RT Kendal was The Pastor at Westminster Chapel in London for 25 years (1973-2002), following a line of great preachers there including Martin Lloyd Jones and G. Campbell Morgan. Here are a few of his thoughts on Hebrews 11.
“After I had been at Westminster Chapel for a year or so I felt drawn to Hebrews 11. One evening, driving Dr. Martyn Lloyd-Jones to Chipping Norton in the English Cotswolds (where he would be preaching that night), I asked him to give me a good definition of faith – one that would safely carry me through Hebrews 11. We discussed it on the way to Chipping Norton and on the way back to London. We seemed no closer to a definition after some four hours of driving. The next day the phone rang. Almost before I could say “hello” a voice on the other end said, “Believing God. There is your definition”. Dr. Lloyd-Jones then began quoting one verse after another: Abraham “believed God”, Paul said “I believe God” and on and on he went. “I am so excited I think I will use it myself”, he chuckled. But I never looked back. It worked. Beautifully. It became the title of my book on Hebrews 11 a few years later – Believing God.
All those in Hebrews 11 did what they did “by faith”. Not only that; each one of them did what they did because they believed God. They believed what he promised; they believed his Word so much that they acted upon the promise – they obeyed. Faith is what saved them; faith is also what led them to do what they did – they came into their inheritance – turning their world upside down in the process.
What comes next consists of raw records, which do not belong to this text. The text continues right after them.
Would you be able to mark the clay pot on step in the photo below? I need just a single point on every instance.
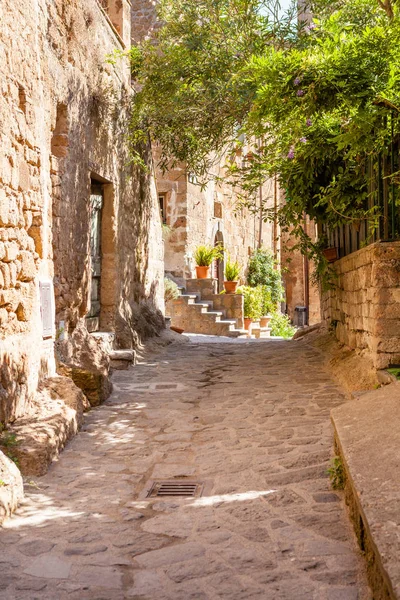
(230, 286)
(202, 272)
(247, 323)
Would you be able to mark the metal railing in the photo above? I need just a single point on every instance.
(383, 202)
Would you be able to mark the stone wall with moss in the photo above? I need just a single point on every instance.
(363, 308)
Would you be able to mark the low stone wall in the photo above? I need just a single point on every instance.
(230, 304)
(364, 307)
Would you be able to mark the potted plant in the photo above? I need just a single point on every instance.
(232, 274)
(252, 304)
(268, 307)
(204, 256)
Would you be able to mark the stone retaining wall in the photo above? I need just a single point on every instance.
(364, 307)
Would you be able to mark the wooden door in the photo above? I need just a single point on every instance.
(96, 205)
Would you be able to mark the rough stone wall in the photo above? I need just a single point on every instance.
(63, 114)
(364, 307)
(197, 216)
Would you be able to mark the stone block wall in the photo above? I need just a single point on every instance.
(364, 307)
(64, 111)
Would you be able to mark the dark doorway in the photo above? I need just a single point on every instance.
(219, 266)
(96, 206)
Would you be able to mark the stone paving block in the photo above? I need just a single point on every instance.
(267, 527)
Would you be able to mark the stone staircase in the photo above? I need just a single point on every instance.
(195, 311)
(119, 359)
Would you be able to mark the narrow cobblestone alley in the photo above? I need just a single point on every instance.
(248, 420)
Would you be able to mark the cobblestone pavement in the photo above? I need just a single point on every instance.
(250, 421)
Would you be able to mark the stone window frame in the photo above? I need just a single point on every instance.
(163, 210)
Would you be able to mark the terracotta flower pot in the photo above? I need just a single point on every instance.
(230, 286)
(247, 323)
(264, 321)
(202, 272)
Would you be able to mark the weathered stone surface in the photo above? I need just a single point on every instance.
(55, 416)
(243, 538)
(63, 119)
(368, 438)
(11, 487)
(364, 306)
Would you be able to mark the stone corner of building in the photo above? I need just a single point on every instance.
(11, 487)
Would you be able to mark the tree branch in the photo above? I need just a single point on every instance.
(386, 5)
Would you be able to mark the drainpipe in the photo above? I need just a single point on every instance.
(261, 215)
(306, 277)
(275, 225)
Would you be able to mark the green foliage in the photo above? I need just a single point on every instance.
(281, 326)
(232, 270)
(263, 270)
(337, 474)
(252, 299)
(171, 290)
(319, 97)
(268, 307)
(204, 255)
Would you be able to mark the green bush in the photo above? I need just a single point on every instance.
(281, 326)
(171, 290)
(263, 269)
(268, 307)
(252, 301)
(204, 255)
(232, 271)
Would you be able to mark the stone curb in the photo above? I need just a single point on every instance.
(367, 438)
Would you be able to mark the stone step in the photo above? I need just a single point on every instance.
(235, 333)
(105, 339)
(122, 359)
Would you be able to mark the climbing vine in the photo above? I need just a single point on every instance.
(315, 99)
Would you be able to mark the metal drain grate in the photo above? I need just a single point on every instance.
(185, 489)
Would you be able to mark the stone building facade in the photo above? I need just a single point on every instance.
(75, 220)
(196, 216)
(363, 308)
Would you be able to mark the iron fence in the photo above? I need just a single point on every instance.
(383, 202)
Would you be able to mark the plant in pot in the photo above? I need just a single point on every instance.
(232, 274)
(252, 304)
(263, 269)
(204, 256)
(268, 307)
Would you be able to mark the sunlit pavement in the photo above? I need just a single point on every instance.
(248, 422)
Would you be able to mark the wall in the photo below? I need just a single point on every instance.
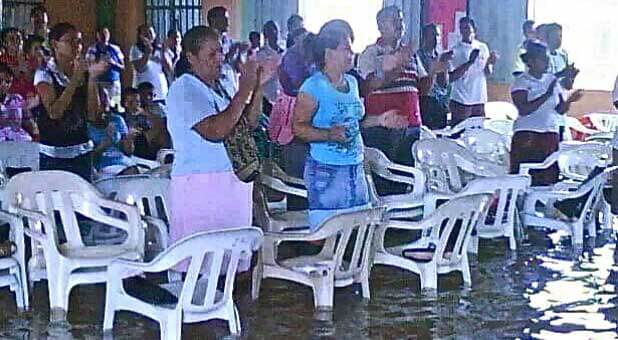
(80, 13)
(442, 12)
(593, 101)
(234, 8)
(129, 15)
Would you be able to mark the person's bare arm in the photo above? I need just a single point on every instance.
(140, 64)
(56, 104)
(525, 107)
(305, 108)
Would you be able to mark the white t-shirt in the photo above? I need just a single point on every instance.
(546, 118)
(615, 92)
(153, 72)
(189, 102)
(471, 88)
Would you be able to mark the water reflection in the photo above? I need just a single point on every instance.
(544, 290)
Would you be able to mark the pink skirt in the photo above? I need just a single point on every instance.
(204, 202)
(280, 127)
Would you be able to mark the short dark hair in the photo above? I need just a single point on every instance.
(533, 50)
(193, 39)
(7, 31)
(214, 12)
(327, 39)
(253, 34)
(5, 69)
(129, 91)
(339, 26)
(59, 30)
(146, 85)
(33, 39)
(467, 20)
(172, 32)
(101, 28)
(294, 18)
(269, 24)
(386, 13)
(39, 9)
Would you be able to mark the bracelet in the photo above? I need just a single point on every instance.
(249, 98)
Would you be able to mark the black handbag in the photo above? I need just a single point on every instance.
(243, 152)
(240, 145)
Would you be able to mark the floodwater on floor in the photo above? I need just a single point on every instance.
(545, 290)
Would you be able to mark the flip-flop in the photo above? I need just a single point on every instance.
(7, 249)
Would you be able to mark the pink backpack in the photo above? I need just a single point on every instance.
(280, 127)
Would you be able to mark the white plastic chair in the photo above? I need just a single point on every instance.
(501, 110)
(488, 145)
(429, 256)
(501, 126)
(503, 213)
(164, 154)
(199, 298)
(345, 234)
(604, 122)
(577, 162)
(573, 125)
(445, 162)
(426, 133)
(14, 266)
(272, 220)
(47, 197)
(413, 178)
(145, 164)
(470, 123)
(150, 194)
(547, 217)
(19, 155)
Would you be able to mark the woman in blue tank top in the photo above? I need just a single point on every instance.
(328, 115)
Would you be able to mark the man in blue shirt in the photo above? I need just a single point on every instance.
(105, 50)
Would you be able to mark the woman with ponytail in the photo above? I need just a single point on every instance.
(67, 86)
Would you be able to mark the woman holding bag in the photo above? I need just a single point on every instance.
(205, 109)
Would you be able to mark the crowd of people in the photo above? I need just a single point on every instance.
(324, 104)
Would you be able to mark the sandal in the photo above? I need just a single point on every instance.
(7, 249)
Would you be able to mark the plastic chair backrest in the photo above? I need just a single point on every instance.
(487, 143)
(463, 212)
(506, 190)
(150, 194)
(501, 110)
(211, 254)
(436, 159)
(56, 194)
(605, 122)
(350, 240)
(501, 126)
(19, 155)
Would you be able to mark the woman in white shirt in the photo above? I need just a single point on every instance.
(204, 107)
(149, 62)
(540, 103)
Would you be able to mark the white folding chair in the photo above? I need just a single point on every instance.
(51, 200)
(442, 247)
(345, 257)
(199, 296)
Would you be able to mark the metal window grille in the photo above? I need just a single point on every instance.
(16, 13)
(164, 15)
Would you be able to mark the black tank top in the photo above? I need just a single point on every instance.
(71, 128)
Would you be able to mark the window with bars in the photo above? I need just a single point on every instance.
(16, 13)
(164, 15)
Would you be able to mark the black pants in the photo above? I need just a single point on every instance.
(81, 166)
(433, 114)
(396, 144)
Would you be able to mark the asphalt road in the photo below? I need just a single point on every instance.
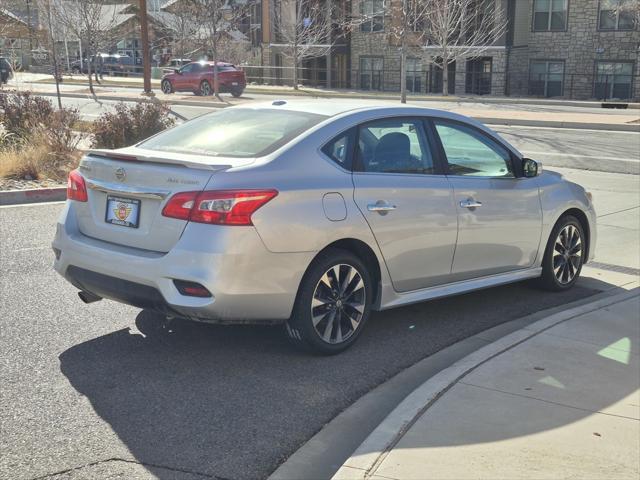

God wants you and me to turn our world upside down. But we won’t do it by working things up or imagining what God says; we can only believe and obey what God says. We don’t have to come up with anything new. No. His Word will open the way forward. That is where we begin. With the Bible. Believing the Bible. To believe the Bible is to believe God. To believe God is to follow in the steps of those in Hebrews 11. We are called to do in our day what they did in theirs. We have the same God”.